Web Content Accessibility Guidelines (WCAG) 2.0 defines how to make Web content more accessible to people with disabilities. Accessibility involves a wide range of disabilities, including visual, auditory, physical, speech, cognitive, language, learning, and neurological disabilities. Although these guidelines cover a wide range of issues, they are not able to address the needs of people with all types, degrees and combinations of disabilities. These guidelines also make Web content more usable by older individuals with changing abilities due to aging and often improve usability for users in general.WCAG 2.0
Got that? This is about to help make content more accessible to those with disabilities. There are reasons why you might want to make your content standards compliant, easily usable to anyone, and running across all sorts of platforms, not requiring particular plugins and so on, but that isn’t what this is about. This is about providing access to people with disabilities. That is what comes first.
It is built around four principles: that web pages should be perceivable, operable, understandable and robust. These in turn break down into guidelines from which are derived the success criteria that you will be ultimately required to test your site against.
The main WCAG 2.0 document is accompanied by three companion documents: the WCAG 2.0 quick reference (which in practice is the one I expect people will end up referring to on a daily basis), the Understanding WCAG 2.0 document and the Techniques for WCAG 2.0 document, where techniques are described that will enable you to pass certain success criteria.
Programmatically Determined and Accessibility Supported
Apart from reminding me of the Michael Franti song ‘Listener Supported’, these are two very important concepts in WCAG 2.0 which I’m going to attempt to explain in my own words and therefore probably cock it up entirely. Bear with me…
A piece of information which may be programatically determined is not necessarily visible to someone browsing a web page, but that information is included within the page in such a way that the browsers and/or assistive technologies used to access the page can get that information. For example, if you use the scope
attribute with a th
element, you tell the browser whether that header should be associated with all of the items in that particular row, or with that column. Or if you explicitly associate a label with its control, that can again be programmatically determined.

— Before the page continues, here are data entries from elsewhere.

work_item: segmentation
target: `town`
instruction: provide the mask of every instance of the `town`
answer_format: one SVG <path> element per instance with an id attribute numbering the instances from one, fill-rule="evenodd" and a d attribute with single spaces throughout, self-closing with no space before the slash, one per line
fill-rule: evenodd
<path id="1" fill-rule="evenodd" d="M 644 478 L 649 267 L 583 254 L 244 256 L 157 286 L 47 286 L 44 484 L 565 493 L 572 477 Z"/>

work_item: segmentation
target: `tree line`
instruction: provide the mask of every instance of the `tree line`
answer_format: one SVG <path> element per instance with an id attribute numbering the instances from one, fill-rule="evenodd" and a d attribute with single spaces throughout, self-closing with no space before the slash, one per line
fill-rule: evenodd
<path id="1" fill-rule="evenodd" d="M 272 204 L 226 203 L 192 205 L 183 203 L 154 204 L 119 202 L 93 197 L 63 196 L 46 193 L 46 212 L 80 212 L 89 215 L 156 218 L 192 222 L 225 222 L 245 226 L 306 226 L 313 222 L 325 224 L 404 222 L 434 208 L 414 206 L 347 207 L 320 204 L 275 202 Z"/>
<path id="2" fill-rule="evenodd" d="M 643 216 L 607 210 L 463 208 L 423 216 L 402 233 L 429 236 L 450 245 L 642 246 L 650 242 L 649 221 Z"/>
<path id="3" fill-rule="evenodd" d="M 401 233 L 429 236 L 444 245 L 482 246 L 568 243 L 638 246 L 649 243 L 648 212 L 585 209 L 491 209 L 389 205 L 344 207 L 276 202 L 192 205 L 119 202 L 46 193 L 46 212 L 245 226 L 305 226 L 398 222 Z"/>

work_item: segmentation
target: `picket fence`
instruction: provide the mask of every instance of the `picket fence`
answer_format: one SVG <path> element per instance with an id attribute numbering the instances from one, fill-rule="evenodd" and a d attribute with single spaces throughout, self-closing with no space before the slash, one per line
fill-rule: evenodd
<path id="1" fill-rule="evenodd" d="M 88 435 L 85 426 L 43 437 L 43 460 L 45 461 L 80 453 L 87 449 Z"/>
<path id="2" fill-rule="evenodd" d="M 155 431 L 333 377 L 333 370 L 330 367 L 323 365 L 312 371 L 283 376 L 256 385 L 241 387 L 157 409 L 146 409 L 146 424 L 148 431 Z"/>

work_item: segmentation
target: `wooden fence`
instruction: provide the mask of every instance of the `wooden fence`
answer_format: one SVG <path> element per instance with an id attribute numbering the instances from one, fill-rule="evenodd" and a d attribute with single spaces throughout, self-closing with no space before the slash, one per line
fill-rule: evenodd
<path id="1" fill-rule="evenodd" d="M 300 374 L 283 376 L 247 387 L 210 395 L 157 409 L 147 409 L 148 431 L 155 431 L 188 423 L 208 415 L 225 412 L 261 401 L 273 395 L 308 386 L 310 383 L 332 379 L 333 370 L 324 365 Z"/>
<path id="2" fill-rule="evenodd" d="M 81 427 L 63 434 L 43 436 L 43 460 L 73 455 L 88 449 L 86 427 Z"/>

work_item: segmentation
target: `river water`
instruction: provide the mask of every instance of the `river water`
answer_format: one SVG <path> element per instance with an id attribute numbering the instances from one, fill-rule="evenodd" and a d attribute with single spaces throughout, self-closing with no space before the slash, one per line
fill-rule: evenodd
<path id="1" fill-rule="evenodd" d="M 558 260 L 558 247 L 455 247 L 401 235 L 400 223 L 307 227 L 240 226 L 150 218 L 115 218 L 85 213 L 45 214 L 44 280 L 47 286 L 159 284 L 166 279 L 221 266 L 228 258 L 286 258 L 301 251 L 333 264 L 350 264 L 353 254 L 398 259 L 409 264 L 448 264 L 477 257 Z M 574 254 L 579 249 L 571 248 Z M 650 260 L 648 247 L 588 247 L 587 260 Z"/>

WCAG 2.0 goes to great lengths to avoid tying itself down to one particular technology in the way that WCAG 1.0 did. In one sense this is a crucial step forward: it means WCAG 2.0 is much less likely to be dated by the introduction of new technologies in the way WCAG 1.0 was. WCAG 1.0 by default dislikes technologies such as flash, whereas WCAG 2.0 doesn’t care what technology you use, as long as it is accessibility supported, although that technology neutral language quite often can be more difficult to follow!
Accessibility Supported means that the technology used to build the site (HTML, CSS, Flash, Silverlight, Javascript etc) works with assistive technologies and browsers. Technologies which aren’t accessibility-supported in this way can be used, but can’t be used to achieve any of the success criteria. Note that this is the technology used to build the site: with earlier drafts people seemed to think this meant you could say it requires a specific browser, which is not the case.
Of course, the difficulty here is in establishing exactly which technologies are accessibility supported. I think it’s probably fair to assume that (X)HTML and CSS are broadly supported even though they aren’t perfectly supported in every case. With Javascript, you’ve got a much more complicated situation. Some parts of javascript are supported by almost every technology — so you’d be okay to use these — but some aren’t, and so you shouldn’t use them. The difficulty is in knowing which is which.
Note that Flash and Silverlight may be perfectly well accessibility supported (I don’t know); they don’t fail this accessibility-supported test simply because they require you to download a plugin; it’s all down to how well they communicate with assistive technologies.
Obviously the safe bet would be to use HTML and CSS, but we live in a world where a richer user experience is more and more expected than can be provided, with Web 2.0, AJAX and the content-rich features provided by the likes of Flash and Silverlight becoming increasingly expected. We’ve got to remember that we live in the real world and balance the requirement to create accessible content with an understanding that we can’t always support older and older browsers and/or browsers without required plugins.
Where you draw that particular line is up to you of course; but if you want to claim conformance with WCAG 2.0 you need to be sure that the technologies you are using are accessibility-supported.